Pikachu may be cute, but he’s got teeth. The Pokémon Company Int’l. Inc. (“Pokémon”) filed suit last Friday against Beckett Media LLC (“Beckett”), accusing Beckett of copyright infringement. Specifically, Pokémon alleges that Beckett’s monthly publication of the “Beckett Pokémon Unofficial Collector!” magazine unlawfully reproduces copyrighted images of Pokémon’s cards without Pokémon’s (or Pikachu’s) consent. According to the complaint, Beckett’s guide lists price values for the various Pokémon cards (the cards are valued as collector’s items, based on rarity and awesomeness), and reproduces full images of selected ones of the cards each month.

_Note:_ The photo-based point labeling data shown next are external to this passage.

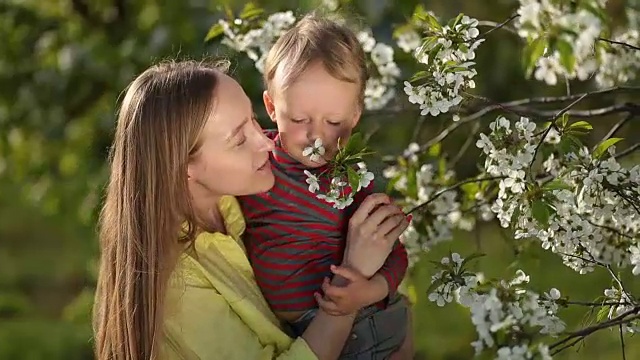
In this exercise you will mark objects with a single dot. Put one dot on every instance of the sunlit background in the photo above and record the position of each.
(63, 64)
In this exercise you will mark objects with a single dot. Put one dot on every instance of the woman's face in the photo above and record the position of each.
(233, 158)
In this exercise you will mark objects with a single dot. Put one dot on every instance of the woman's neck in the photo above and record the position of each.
(207, 213)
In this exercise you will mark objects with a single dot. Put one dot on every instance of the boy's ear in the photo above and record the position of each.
(356, 117)
(268, 105)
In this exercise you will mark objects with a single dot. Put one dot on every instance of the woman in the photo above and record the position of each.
(174, 280)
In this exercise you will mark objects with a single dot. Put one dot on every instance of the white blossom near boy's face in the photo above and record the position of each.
(316, 105)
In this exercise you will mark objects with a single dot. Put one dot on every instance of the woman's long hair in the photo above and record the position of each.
(147, 200)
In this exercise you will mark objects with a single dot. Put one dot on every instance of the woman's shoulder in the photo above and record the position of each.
(232, 214)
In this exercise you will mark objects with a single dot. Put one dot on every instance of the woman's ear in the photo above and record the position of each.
(356, 117)
(268, 105)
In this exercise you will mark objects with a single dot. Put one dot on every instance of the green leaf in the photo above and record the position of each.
(354, 179)
(441, 266)
(435, 285)
(540, 212)
(471, 257)
(412, 182)
(251, 11)
(569, 144)
(567, 58)
(603, 313)
(557, 185)
(435, 149)
(419, 76)
(470, 189)
(355, 144)
(215, 31)
(562, 121)
(601, 149)
(432, 21)
(532, 52)
(453, 22)
(580, 125)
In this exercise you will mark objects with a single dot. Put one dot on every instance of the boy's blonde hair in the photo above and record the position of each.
(316, 38)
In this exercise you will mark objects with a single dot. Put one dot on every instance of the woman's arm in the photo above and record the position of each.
(203, 326)
(327, 334)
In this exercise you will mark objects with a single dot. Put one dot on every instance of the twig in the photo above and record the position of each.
(627, 151)
(617, 127)
(624, 355)
(627, 316)
(451, 188)
(620, 43)
(495, 24)
(499, 26)
(609, 228)
(613, 109)
(467, 143)
(594, 304)
(552, 125)
(619, 282)
(418, 128)
(521, 102)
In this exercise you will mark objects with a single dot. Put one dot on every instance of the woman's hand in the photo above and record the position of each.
(406, 350)
(373, 229)
(356, 294)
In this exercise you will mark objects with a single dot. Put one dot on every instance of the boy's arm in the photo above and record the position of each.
(387, 280)
(395, 268)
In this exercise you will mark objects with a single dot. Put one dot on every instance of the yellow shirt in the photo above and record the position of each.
(215, 309)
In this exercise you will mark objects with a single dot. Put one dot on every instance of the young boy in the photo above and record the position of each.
(315, 76)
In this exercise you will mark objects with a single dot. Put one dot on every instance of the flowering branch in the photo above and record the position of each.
(451, 188)
(623, 318)
(630, 150)
(620, 43)
(499, 26)
(617, 127)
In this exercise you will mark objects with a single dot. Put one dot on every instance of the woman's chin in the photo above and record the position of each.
(264, 180)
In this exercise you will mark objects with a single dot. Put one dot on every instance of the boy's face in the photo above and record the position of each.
(316, 105)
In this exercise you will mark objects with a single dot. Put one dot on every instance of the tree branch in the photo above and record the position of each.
(451, 188)
(467, 143)
(617, 127)
(499, 26)
(630, 108)
(551, 126)
(627, 316)
(624, 355)
(633, 47)
(630, 150)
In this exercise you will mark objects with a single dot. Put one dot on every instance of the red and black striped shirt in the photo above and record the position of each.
(292, 237)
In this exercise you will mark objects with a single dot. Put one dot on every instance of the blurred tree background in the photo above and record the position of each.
(63, 66)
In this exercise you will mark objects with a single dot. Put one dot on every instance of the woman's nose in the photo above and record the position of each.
(265, 144)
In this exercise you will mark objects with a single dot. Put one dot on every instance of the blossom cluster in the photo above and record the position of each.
(501, 311)
(255, 40)
(620, 64)
(576, 30)
(446, 53)
(380, 87)
(588, 213)
(341, 187)
(419, 180)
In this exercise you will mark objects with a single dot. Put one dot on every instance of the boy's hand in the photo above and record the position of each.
(356, 294)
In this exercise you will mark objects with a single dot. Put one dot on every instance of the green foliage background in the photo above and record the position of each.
(63, 65)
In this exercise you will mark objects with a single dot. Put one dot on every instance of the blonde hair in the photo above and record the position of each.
(159, 124)
(317, 38)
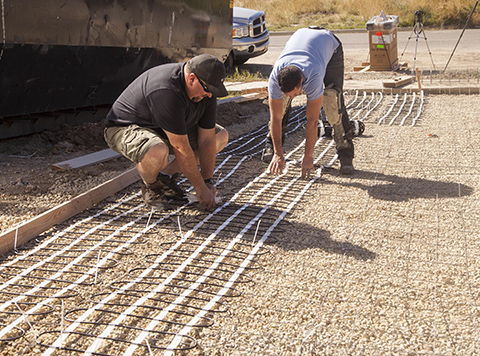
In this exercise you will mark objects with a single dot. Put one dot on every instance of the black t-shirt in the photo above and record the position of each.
(157, 100)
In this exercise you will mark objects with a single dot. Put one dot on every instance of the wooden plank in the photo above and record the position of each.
(87, 160)
(32, 228)
(255, 90)
(399, 81)
(242, 98)
(362, 68)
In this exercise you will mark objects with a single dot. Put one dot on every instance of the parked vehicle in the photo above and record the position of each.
(250, 34)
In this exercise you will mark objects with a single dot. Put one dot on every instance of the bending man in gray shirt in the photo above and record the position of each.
(312, 62)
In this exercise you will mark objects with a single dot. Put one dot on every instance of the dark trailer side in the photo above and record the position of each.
(67, 55)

The complaint further alleges that when Pokémon previously asked Beckett to stop reproducing the images, Beckett responded by alleging that Pokémon had granted an implied license and/or consented, based on the fact that Pokémon had actually purchased advertising space in the monthly publication after seeing the publication’s format (and by extension, the occasional image reproduction), and that they did not complain about it before. The complaint also notes that Beckett’s more recent responses appeared to back down, with offers to stop the reproductions.
Time will tell how this one turns out, and we’ll keep you posted. The case caption is The Pokémon Company Int’l, Inc. v. Beckett Media LLC, No. 3-10cv1392 (N.D.Tx, filed 7/16/2010).
On a related note, who knew that Pokémon is coming up on 15 years of collecting card and monster frenzy? I wonder how the old standbys like Pikachu, Charizard, JigglyPuff and Shoe actually age over 15 years. Ok, one of those four is from South Park, not Pokémon. Thanks for reading!